Microsoft bringt iPod-Killer

MicrosoftEnde der 90iger sah es für Apple nicht gerade rosig aus, der Aktienkurs lag am Boden und auch sonst fristete das Unternehmen aus Cupertino ein Schattendasein. Zwar konnte man sich dank innovativer Produkte wie dem iMac gerade so über Wasser halten, aber die die goldenen Zeiten hatte die Firma von Steve Jobs schon lange hinter sich.
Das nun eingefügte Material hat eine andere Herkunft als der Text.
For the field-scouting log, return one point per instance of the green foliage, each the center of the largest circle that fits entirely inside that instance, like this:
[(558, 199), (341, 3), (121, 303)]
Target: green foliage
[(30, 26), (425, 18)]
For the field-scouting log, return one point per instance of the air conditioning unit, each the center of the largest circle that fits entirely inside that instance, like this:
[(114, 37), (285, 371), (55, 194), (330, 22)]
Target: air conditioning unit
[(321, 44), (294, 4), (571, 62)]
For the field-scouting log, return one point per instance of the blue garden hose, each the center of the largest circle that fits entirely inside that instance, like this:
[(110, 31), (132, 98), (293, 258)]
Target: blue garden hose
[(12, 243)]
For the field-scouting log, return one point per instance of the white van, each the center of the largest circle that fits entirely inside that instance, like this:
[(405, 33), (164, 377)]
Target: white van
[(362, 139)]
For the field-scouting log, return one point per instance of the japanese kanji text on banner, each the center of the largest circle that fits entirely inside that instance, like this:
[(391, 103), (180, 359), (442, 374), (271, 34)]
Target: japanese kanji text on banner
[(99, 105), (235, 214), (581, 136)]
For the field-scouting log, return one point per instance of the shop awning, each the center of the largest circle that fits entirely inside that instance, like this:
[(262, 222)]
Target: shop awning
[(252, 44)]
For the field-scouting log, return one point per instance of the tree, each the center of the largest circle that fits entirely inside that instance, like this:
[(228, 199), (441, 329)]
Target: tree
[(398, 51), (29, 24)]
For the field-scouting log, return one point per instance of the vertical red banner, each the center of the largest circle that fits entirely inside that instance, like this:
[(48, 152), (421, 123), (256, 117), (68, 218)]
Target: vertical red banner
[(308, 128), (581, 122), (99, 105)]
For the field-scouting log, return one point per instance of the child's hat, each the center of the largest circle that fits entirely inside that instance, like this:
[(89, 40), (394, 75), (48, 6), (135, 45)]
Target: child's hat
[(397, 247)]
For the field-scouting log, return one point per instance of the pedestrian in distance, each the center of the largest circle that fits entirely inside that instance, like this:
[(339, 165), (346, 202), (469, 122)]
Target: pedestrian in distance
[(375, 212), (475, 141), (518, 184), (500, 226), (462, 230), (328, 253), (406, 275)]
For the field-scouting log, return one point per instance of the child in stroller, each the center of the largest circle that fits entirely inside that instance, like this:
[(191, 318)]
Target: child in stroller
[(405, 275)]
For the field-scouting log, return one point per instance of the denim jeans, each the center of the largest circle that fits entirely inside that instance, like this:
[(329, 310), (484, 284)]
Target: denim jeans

Am 23. Oktober 2001 sollte sich dies aber schlagartig ändern und zwar mit dem iPod - dem heute wohl bekanntesten MP3-Player der Welt- der eine Renaissance in der Geschichte der Firma aus Kalifornien einleitete und entgegen der Kritik ein Erfolg sondergleichen wurde; mit freundlicher Unterstützung der HiFi-Größen wie Sony, die den Trend hin zu digitaler Musik schlicht und einfach verschlafen haben. Obwohl Apple Jahr für Jahr steigende Gewinne mit dem Musikgeschäft erzielen konnte, sah sich Microsoft bisher nicht genötigt, selbst tätig zu werden. Langsam aber sicher, da der Mac aus dem Geschäft mit den MP3-Playern zu erstarken droht und in den USA schon einen Marktanteil von circa 15 Prozent erringen konnte, haben Bill Gates und Co. den Ernst der Lage erkannt und wollen dem Unternehmen mit dem angebissenen Apfel im Logo nun das Wasser abgraben.


Microsoft Zune

Gelingen soll dies mit dem sagenumworbenen MP3-Player namens Zune, der in letzter Zeit für viel Aufsehen sorgte und im lukrativen Geschäft mit digitaler Musik der Konkurrenz das Fürchten lehren soll. Während es bisher nicht viel mehr als ein nett animiertes Flash-Video gab, lüftete Microsoft Ende letzter Woche den Mantel des Schweigens und präsentierte endlich handfeste Eckdaten zum Ende des Jahres erscheinenden MP3-Player. Demnach wird es das von Toshiba gefertigte Gerät in drei Farbvarianten: weiß, schwarz und braun geben. Die technischen Daten - inklusive des drei Zoll großen Displays mit einer Auflösung von 320x240 Pixeln und der 30 GB großen Festplatte - entsprechen ungefähr dem, was auch der iPod aus dem Hause Apple bietet. Der größte Vorteil des Zune gegenüber der Konkurrenz aus Cupertino dürfte ohne jeden Zweifel die integrierte W-LAN Fähigkeit sein, über die Musik online gekauft werden kann. Die Funktionalität der drahtlosen Datenübertragung ist aber nicht nur auf das Internet beschränkt, sondern auch der Datentransfer zu anderen Zune-Besitzern soll möglich sein. Ein kleinen Haken gibt es aber dennoch, denn auf Wunsch der Musikindustrie sind getauschte Musikstücke von anderen Usern nur innerhalb von drei Tagen abspielbar.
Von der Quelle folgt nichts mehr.